Background: The inclusion of immune checkpoint inhibitors (ICIs) in therapeutic algorithms has led to significant survival benefits in patients with various metastatic cancers. Concurrently, an increasing number of neurological immune related adverse events (IRAE) has been observed. In this retrospective analysis, we examine the ICI-induced incidence of cerebral pseudoprogression and propose a classification system.

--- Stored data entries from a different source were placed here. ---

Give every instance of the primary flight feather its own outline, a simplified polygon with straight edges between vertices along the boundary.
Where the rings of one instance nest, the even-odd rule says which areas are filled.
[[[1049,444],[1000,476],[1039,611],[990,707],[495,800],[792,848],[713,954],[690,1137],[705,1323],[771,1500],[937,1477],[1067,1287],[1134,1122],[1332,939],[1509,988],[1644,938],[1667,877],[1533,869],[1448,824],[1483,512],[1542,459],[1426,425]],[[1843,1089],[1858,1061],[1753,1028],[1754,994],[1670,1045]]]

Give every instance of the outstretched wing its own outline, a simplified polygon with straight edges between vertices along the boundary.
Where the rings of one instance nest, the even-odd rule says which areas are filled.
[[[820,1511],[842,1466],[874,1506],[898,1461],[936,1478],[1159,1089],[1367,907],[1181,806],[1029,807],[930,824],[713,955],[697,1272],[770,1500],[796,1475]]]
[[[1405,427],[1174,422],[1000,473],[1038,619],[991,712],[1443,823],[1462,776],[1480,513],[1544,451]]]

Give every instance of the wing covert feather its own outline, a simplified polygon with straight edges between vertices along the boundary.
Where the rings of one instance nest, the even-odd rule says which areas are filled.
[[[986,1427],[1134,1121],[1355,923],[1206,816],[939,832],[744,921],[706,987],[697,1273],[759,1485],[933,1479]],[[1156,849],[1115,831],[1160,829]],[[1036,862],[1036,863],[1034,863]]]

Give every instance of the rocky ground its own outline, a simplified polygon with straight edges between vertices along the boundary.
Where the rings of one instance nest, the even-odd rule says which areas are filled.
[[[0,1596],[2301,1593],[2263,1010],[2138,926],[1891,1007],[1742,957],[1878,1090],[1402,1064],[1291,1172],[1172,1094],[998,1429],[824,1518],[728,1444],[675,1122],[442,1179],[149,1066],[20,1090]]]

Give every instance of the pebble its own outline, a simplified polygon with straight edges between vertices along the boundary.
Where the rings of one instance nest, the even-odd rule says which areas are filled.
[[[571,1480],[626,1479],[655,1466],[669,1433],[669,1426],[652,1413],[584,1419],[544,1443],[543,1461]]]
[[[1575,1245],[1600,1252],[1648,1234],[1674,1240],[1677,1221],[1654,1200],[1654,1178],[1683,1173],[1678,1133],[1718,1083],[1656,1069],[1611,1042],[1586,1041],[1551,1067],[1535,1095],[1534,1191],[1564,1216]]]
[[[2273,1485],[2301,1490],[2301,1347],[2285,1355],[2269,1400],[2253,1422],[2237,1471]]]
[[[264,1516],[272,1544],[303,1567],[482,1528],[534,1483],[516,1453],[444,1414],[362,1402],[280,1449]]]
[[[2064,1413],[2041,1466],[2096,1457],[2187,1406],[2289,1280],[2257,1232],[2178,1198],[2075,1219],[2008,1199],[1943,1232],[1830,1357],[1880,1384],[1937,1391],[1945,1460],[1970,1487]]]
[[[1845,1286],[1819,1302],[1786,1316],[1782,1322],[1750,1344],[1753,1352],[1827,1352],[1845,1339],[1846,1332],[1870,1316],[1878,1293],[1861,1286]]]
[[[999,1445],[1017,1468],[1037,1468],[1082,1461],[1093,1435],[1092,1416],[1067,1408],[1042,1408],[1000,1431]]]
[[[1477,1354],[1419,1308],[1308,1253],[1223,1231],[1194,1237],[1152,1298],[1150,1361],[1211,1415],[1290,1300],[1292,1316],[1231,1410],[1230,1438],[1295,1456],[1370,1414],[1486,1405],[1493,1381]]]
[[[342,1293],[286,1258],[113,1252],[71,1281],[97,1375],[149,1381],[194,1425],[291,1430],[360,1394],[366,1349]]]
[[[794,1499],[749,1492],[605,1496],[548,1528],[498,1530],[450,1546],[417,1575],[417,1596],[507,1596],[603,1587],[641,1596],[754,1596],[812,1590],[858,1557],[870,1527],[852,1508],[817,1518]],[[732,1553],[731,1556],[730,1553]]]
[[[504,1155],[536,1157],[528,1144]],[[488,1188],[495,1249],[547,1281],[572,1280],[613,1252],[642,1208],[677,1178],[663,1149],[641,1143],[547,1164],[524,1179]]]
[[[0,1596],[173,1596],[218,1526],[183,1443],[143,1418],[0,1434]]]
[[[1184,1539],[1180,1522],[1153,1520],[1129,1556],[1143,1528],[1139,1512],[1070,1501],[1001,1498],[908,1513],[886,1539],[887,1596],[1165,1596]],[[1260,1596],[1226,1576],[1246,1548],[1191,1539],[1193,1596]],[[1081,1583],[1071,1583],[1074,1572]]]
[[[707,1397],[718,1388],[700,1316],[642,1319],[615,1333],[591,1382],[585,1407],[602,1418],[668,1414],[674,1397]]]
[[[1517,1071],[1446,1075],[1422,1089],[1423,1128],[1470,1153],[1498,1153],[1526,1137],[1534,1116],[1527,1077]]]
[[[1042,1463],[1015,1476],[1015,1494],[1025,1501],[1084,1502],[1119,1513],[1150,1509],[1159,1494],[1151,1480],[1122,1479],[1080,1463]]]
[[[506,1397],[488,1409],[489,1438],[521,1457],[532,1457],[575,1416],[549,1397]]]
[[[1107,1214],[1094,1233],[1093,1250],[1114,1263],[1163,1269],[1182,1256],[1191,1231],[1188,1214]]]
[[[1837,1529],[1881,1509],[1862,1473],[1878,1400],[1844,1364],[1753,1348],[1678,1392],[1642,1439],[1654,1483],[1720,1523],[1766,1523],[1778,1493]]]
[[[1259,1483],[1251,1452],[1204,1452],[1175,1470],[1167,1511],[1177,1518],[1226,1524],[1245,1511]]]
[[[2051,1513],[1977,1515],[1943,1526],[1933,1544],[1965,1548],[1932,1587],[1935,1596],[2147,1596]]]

Methods: We screened our hospital information system to identify patients with any in-house ICI treatment for any tumor disease during the years 2007-2019. All patients with cerebral MR imaging (cMRI) of sufficient diagnostic quality were included. cMRIs were retrospectively analyzed according to immunotherapy response assessment for neuro-oncology (iRANO) criteria.
Results: We identified 12 cases of cerebral pseudoprogression in 123 patients treated with ICIs and sufficient MRI. These patients were receiving ICI therapy for lung cancer (n=5), malignant melanoma (n=4), glioblastoma (n=1), hepatocellular carcinoma (n=1) or lymphoma (n=1) when cerebral pseudoprogression was detected. Median time from the start of ICI treatment to pseudoprogression was 5 months. All but one patient developed neurological symptoms. Three different patterns of cerebral pseudoprogression could be distinguished: new or increasing contrast-enhancing lesions, new or increasing T2 predominant lesions and cerebral vasculitis type pattern.
Conclusion: Cerebral pseudoprogression followed three distinct patterns and was detectable in 3.2% of all patients during ICI treatment and in 9.75% of the patients with sufficient brain imaging follow up. The fact that all but one of the affected patients developed neurological symptoms, which would be classified as progressive disease according to iRANO criteria, mandates vigilance in the diagnosis and treatment of ICI-induced cerebral lesions.